Regression Trees Know Calculus
Nathan Wycoff
TL;DR
This work introduces a Tree-Based Gradient Estimator (TBGE) that extracts gradient information from regression trees with piecewise-constant leaves, enabling gradient-based interpretability and uncertainty quantification for tree models. By defining local node gradients $\gamma_i$ and aggregating them across tree depth, it yields $\tilde{\nabla} f(\mathbf{x})$ and supports global (TBAS) and local (TBIG) analyses via Monte Carlo and partition-based evaluations. The authors prove consistency of the gradient- and integro-differential estimators and demonstrate practical gains in predictive performance, dimension reduction, and interpretability on real and synthetic datasets, with applications to MNIST and high-dimensional mortality data. This work opens pathways for integrating gradient-based UQ and interpretability techniques from differentiable models into the non-smooth, scalable realm of regression trees.
Abstract
Regression trees have emerged as a preeminent tool for solving real-world regression problems due to their ability to deal with nonlinearities, interaction effects and sharp discontinuities.

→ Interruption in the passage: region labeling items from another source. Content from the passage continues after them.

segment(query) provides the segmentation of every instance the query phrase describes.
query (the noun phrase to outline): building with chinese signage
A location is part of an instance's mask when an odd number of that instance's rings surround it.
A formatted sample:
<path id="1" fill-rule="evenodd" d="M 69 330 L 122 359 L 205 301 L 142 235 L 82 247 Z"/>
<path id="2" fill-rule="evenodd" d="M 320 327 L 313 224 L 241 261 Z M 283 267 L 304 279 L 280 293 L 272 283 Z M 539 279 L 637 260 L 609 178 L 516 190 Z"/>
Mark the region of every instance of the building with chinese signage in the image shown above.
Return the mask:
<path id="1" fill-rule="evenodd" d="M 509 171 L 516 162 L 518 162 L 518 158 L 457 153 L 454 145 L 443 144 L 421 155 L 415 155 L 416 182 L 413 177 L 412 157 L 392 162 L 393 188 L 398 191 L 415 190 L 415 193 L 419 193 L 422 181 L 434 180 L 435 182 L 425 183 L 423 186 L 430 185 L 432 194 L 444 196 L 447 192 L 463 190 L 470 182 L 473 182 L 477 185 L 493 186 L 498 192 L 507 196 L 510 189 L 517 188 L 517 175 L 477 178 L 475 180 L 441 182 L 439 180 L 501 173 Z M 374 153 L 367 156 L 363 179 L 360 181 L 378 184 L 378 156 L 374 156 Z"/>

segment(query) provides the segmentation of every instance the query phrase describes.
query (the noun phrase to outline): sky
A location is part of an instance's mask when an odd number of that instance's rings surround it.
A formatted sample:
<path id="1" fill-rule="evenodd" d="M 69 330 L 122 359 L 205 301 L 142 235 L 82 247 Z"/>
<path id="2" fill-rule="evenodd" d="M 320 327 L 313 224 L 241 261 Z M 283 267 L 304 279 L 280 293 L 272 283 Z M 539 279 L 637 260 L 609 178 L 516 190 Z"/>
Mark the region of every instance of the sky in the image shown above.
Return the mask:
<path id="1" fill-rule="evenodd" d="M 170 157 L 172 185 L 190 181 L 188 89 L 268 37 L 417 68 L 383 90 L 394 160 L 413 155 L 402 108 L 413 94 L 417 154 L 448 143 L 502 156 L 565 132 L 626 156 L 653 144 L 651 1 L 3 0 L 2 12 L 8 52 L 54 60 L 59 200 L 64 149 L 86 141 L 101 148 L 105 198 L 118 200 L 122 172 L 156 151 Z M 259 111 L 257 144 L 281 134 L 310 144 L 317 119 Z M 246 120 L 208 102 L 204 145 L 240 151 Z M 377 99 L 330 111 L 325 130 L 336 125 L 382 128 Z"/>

In this article, we rather study regression trees applied to well-behaved, differentiable functions, and determine the relationship between node parameters and the local gradient of the function being approximated. We find a simple estimate of the gradient which can be efficiently computed using quantities exposed by popular tree learning libraries. This allows the tools developed in the context of differentiable algorithms, like neural nets and Gaussian processes, to be deployed to tree-based models. To demonstrate this, we study measures of model sensitivity defined in terms of integrals of gradients and demonstrate how to compute them for regression trees using the proposed gradient estimates. Quantitative and qualitative numerical experiments reveal the capability of gradients estimated by regression trees to improve predictive analysis, solve tasks in uncertainty quantification, and provide interpretation of model behavior.